わが宿の花しなべての色ならば何かはさらに君を待たまし
右大臣から源氏へ贈った歌である。源氏は御所にいた時で、帝にこのことを申し上げた。 「得意なのだね」 帝はお笑いになって、 「使いまでもよこしたのだから行ってやるがいい。孫の内親王たちのために将来兄として力になってもらいたいと願っている大臣の家だから」 など仰せられた。ことに美しく装って、ずっと日が暮れてから待たれて源氏は行った。桜の色の支那錦の直衣、赤紫の下襲の裾を長く引いて、ほかの人は皆正装の袍を着て出ている席へ、艶な宮様姿をした源氏が、多数の人に敬意を表されながらはいって行った。桜の花の美がこの時にわかに減じてしまったように思われた。音楽の遊びも済んでから、夜が少しふけた時分である。源氏は酒の酔いに悩むふうをしながらそっと席を立った。中央の寝殿に女一の宮、女三の宮が住んでおいでになるのであるが、そこの東の妻戸の口へ源氏はよりかかっていた。藤はこの縁側と東の対の間の庭に咲いているので、格子は皆上げ渡されていた。御簾ぎわには女房が並んでいた。その人たちの外へ出している袖口の重なりようの大ぎょうさは踏歌の夜の見物席が思われた。今日などのことにつりあったことではないと見て、趣味の洗練された藤壺辺のことがなつかしく源氏には思われた。 「苦しいのにしいられた酒で私は困っています。もったいないことですがこちらの宮様にはかばっていただく縁故があると思いますから」 妻戸に添った御簾の下から上半身を少し源氏は中へ入れた。 「困ります。あなた様のような尊貴な御身分の方は親類の縁故などをおっしゃるものではございませんでしょう」 と言う女の様子には、重々しさはないが、ただの若い女房とは思われぬ品のよさと美しい感じのあるのを源氏は認めた。薫物が煙いほどに焚かれていて、この室内に起ち居する女の衣摺れの音がはなやかなものに思われた。奥ゆかしいところは欠けて、派手な現代型の贅沢さが見えるのである。令嬢たちが見物のためにこの辺へ出ているので、妻戸がしめられてあったものらしい。貴女がこんな所へ出ているというようなことに賛意は表されなかったが、さすがに若い源氏としておもしろいことに思われた。この中のだれを恋人と見分けてよいのかと源氏の胸はとどろいた。「扇を取られてからき目を見る」(高麗人に帯を取られてからき目を見る)戯談らしくこう言って御簾に身を寄せていた。 「変わった高麗人なのね」 と言う一人は無関係な令嬢なのであろう。

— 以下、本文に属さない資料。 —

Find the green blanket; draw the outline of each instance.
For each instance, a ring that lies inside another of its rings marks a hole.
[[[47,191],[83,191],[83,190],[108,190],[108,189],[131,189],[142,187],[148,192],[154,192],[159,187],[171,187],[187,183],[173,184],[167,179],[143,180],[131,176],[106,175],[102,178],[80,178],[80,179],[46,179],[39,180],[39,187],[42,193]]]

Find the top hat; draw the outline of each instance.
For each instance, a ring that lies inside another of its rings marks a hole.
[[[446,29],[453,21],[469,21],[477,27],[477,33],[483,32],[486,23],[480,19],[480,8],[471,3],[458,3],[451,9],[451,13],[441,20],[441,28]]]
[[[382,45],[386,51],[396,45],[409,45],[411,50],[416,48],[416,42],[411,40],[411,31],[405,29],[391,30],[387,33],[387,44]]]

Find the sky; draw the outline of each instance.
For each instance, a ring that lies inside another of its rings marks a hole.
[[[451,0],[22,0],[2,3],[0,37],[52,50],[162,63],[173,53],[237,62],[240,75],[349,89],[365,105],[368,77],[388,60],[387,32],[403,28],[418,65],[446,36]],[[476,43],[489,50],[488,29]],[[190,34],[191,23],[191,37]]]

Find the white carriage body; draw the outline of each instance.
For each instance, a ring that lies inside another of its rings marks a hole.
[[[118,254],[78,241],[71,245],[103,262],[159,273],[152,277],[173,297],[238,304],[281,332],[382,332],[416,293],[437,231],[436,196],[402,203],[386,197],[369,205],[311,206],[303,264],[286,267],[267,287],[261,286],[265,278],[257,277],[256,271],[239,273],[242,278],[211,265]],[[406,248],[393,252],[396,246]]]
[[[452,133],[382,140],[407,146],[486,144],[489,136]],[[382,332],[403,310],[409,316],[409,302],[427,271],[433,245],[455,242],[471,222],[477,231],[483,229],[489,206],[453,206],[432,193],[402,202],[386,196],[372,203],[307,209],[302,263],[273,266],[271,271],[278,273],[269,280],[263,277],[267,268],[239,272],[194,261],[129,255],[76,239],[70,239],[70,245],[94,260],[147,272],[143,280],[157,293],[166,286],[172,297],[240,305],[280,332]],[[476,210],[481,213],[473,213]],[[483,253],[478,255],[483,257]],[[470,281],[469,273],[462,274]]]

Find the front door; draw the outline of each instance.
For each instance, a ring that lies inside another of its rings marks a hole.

何も言わずに時々溜息の聞こえる人のいるほうへ源氏は寄って行って、几帳越しに手をとらえて、
「あづさ弓いるさの山にまどふかなほの見し月の影や見ゆると
なぜでしょう」 と当て推量に言うと、その人も感情をおさえかねたか、
心いる方なりませば弓張の月なき空に迷はましやは
と返辞をした。弘徽殿の月夜に聞いたのと同じ声である。源氏はうれしくてならないのであるが。